86ª Sessão Ordinária - 09/11/2005
O SR. DEPUTADO FRANCISCO KÜSTER - Sr. presidente, srs. deputados, sras. deputadas, conterrâneos que nos prestigiam com sua presença neste plenário e os que nos acompanham pela TVAL.
O Sr. Deputado Afrânio Boppré - V.Exa. me concede um aparte?
O SR. DEPUTADO FRANCISCO KÜSTER - Pois não!
O Sr. Deputado Afrânio Boppré - Deputado, estou pedindo um aparte a v.exa. para que não fique esse mal entendido com a deputada Odete de Jesus.
Deputada, eu não disse que v.exa. acusou que havia pessoas armadas neste plenário.

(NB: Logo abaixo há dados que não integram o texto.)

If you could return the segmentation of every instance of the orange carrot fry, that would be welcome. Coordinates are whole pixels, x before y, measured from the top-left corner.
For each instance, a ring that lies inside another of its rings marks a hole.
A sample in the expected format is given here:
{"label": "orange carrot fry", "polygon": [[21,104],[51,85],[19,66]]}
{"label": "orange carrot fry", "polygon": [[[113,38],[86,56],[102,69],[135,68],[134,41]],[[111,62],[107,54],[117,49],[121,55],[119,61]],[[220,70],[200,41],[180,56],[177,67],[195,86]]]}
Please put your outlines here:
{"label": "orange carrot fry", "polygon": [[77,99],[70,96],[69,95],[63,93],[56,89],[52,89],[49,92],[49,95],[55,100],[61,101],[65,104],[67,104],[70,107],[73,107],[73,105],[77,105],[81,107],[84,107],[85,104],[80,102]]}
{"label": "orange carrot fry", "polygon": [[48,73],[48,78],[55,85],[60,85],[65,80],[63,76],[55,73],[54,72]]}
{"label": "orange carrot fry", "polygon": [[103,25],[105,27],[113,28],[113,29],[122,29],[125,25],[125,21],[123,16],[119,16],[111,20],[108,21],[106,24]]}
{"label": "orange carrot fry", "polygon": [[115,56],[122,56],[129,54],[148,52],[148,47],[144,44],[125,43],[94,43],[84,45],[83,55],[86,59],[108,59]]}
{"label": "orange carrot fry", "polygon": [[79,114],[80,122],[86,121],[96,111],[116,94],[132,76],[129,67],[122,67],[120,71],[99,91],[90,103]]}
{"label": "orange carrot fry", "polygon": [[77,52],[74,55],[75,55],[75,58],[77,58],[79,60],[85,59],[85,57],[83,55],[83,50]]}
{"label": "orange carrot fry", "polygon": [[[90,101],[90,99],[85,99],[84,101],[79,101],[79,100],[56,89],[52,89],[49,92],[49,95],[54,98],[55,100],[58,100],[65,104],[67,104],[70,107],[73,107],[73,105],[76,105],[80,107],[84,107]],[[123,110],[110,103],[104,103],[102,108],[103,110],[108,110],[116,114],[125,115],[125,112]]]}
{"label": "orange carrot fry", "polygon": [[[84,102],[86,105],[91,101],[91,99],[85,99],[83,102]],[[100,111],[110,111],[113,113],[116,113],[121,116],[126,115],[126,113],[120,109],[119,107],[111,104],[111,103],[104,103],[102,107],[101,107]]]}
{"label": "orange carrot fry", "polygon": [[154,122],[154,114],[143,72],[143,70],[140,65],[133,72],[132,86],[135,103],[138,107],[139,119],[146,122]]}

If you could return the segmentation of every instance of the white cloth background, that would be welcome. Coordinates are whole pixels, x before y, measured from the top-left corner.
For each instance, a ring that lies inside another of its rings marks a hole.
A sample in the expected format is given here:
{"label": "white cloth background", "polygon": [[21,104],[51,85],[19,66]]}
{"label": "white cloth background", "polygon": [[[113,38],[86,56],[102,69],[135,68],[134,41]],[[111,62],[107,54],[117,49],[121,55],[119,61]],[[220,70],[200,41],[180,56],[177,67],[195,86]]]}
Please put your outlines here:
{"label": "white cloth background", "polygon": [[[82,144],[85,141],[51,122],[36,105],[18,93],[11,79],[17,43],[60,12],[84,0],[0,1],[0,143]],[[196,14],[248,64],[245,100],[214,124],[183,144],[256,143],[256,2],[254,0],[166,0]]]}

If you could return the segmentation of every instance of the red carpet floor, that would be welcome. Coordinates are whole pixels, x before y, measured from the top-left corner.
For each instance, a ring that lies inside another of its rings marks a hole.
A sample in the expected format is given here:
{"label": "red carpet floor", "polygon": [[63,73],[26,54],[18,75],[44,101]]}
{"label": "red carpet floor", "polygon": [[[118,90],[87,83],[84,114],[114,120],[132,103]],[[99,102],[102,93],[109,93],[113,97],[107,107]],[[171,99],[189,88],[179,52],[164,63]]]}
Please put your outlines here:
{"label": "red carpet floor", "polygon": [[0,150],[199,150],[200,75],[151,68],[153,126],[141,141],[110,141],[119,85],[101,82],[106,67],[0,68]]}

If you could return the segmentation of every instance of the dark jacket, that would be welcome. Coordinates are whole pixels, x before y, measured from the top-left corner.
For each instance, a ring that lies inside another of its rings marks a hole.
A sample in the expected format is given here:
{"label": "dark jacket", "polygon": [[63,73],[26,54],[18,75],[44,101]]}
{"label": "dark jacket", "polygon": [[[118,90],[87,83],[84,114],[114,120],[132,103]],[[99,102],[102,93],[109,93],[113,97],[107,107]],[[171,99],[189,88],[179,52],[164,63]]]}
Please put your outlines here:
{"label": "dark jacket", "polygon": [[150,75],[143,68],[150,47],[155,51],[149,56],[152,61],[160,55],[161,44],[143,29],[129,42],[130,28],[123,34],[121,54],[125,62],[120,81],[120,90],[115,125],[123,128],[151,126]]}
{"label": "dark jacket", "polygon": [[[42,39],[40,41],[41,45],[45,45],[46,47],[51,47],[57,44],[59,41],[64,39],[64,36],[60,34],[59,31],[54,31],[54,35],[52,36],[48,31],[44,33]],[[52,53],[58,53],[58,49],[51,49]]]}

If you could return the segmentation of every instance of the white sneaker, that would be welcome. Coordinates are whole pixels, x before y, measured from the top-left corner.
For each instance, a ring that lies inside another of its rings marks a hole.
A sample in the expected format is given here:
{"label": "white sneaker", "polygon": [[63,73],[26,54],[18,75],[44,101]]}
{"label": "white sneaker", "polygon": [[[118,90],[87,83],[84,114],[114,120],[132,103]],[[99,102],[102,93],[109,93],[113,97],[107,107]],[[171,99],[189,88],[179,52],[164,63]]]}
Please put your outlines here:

O que eu disse foi que v.exa. suspeitou que talvez pudesse haver alguém aqui armado.
O que eu quero dizer é que nós conhecemos essas pessoas. São militantes de movimentos sociais que vieram aqui se manifestar da sua forma. Quem somos nós para dizer como é que eles devem manifestar-se? Temos que respeitar a independência dos manifestantes.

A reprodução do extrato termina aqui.